In 1995, Kevin Thiele and Geoff Cockerton described two subspecies in the journal Nuytsia and the names are accepted by the Australian Plant Census:
- Hibbertia hypericoides (DC.) Benth. subsp. hypericoides has glossy, dark green leaves with the edges rolled under;
- Hibbertia hypericoides subsp. septentrionalis K.R.Thiele & Cockerton has dull, greyish-green leaves with more or less flat edges.

== Distribution and habitat ==
Subspecies hypericoides grows in a wide variety of habitats including woodland and shrubland and is widely distributed from Dongara to Augusta and inland as far as Wongan Hills.

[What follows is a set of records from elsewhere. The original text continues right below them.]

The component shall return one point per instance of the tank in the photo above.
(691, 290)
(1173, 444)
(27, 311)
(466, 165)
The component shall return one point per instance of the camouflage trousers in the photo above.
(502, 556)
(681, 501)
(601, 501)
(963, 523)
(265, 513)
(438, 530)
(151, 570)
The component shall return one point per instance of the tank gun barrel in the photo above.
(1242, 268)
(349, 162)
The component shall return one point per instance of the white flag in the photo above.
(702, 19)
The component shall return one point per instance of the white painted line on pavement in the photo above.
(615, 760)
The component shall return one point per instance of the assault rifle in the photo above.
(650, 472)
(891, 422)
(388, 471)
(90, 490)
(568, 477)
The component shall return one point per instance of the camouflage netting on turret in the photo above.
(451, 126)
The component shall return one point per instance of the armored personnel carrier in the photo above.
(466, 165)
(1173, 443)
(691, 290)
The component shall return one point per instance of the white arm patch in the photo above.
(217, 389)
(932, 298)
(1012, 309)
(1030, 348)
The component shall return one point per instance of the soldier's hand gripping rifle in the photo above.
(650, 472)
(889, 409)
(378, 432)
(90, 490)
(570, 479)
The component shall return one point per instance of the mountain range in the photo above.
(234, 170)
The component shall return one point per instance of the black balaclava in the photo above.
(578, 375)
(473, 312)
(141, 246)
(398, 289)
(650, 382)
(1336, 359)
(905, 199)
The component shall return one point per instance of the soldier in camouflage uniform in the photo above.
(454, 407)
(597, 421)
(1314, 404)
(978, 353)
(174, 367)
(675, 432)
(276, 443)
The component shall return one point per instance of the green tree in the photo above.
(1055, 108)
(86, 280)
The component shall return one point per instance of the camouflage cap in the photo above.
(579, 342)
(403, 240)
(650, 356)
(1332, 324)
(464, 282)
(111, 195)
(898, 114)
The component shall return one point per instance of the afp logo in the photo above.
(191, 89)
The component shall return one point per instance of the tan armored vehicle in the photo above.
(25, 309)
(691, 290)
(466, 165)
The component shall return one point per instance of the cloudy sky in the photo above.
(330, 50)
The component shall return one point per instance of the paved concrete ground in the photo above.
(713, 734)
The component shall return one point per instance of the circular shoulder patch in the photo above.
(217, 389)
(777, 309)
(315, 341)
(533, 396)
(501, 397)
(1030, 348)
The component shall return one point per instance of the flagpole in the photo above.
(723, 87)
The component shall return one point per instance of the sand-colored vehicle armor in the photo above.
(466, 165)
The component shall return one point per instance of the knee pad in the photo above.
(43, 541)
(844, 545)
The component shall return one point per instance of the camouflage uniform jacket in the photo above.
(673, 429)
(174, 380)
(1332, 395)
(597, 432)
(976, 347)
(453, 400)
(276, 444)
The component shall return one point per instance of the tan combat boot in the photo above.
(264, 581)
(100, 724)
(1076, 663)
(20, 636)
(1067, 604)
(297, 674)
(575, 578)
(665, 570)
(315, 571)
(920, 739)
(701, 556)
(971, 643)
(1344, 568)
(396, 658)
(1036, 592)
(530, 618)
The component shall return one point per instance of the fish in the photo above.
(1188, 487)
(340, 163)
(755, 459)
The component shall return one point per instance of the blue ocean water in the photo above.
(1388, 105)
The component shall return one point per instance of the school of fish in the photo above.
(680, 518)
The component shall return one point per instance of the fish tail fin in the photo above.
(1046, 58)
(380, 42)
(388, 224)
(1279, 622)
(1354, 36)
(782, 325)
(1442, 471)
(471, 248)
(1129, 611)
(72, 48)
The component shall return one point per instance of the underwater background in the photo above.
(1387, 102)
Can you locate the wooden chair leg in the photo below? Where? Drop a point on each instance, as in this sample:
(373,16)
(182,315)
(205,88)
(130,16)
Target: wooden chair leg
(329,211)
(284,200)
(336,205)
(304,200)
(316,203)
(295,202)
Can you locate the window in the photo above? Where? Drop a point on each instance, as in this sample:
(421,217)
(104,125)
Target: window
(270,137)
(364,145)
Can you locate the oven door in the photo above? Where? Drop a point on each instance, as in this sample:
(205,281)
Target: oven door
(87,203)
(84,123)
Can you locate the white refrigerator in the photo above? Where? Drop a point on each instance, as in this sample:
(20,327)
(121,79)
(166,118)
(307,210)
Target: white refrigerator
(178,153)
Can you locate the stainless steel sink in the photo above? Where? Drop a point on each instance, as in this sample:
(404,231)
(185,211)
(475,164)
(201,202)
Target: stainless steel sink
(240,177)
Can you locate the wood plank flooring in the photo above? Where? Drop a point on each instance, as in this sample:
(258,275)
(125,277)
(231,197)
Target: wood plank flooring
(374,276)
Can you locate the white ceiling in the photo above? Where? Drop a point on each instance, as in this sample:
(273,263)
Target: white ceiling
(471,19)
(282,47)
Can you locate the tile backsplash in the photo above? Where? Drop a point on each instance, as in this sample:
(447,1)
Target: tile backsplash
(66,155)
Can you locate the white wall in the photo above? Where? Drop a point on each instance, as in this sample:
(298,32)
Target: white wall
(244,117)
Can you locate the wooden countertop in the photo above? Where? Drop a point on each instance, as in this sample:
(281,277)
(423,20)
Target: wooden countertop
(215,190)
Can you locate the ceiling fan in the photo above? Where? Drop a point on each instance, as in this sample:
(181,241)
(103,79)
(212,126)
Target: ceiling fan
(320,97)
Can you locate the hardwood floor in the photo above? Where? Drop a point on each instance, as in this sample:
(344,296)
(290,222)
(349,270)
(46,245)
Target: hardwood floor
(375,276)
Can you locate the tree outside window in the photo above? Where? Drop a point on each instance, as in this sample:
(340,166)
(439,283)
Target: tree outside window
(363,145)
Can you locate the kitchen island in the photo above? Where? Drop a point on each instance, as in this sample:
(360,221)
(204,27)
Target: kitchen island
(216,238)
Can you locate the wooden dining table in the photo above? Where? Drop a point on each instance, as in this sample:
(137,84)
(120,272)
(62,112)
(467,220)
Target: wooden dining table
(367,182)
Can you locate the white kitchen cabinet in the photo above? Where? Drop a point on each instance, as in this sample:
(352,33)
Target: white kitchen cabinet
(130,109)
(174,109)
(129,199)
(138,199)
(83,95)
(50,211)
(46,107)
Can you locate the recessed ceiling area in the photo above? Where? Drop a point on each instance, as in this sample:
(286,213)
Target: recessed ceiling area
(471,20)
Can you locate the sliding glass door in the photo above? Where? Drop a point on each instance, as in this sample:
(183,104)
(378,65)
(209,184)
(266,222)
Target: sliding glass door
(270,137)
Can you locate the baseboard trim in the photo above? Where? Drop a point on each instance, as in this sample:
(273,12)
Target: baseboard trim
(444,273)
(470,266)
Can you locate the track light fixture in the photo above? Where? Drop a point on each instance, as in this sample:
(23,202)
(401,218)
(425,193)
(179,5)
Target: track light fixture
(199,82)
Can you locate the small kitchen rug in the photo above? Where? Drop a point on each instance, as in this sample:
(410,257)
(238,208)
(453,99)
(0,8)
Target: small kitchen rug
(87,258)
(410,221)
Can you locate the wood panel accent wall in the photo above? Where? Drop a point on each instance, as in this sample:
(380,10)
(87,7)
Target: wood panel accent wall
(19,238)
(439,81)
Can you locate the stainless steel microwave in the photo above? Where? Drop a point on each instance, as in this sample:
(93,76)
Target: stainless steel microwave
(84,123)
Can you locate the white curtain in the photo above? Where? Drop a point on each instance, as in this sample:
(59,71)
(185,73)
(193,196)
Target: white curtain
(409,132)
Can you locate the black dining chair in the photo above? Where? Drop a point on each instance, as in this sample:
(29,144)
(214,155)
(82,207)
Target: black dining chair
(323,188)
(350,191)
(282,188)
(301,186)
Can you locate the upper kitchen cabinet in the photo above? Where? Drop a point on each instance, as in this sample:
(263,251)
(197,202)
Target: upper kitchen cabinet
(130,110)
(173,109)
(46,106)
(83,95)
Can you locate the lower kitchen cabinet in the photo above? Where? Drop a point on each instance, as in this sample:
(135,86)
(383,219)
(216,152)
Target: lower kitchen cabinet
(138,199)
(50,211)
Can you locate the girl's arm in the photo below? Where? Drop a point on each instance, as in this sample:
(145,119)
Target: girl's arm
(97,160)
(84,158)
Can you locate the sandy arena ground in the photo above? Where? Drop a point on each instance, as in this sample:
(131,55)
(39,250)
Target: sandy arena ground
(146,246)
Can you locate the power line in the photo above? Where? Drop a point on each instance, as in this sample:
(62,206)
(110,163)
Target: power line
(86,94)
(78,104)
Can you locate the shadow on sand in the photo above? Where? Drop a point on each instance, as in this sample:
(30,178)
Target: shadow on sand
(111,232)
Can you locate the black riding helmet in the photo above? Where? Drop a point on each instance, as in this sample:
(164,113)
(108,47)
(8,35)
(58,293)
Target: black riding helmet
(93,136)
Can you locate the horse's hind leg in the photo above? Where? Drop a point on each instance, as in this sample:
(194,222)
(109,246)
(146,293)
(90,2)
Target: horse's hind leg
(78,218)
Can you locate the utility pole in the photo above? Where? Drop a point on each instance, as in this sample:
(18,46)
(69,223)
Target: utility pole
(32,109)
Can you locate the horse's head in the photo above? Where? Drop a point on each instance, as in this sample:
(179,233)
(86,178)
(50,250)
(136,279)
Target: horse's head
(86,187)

Subspecies septentrionalis typically grows in kwongan and Banksia woodland and is found in two disjunct populations - one between Kalbarri and Dongara and the other inland from the Arrowsmith River.

==Ecology==
Some pollination surveys place beetles (from the Scarabaeidae, Chrysomelidae and Curculionidae) as the main pollinators of Hibbertia hypericoides, as well as Hibbertia scandens , and other species from the Dilleniaceae family, they also place bees and flies as secondary importance (such as Keighery 1975).

==Conservation status==
Both subspecies of H. hypericoides are listed as "not threatened" by the Government of Western Australia Department of Parks and Wildlife.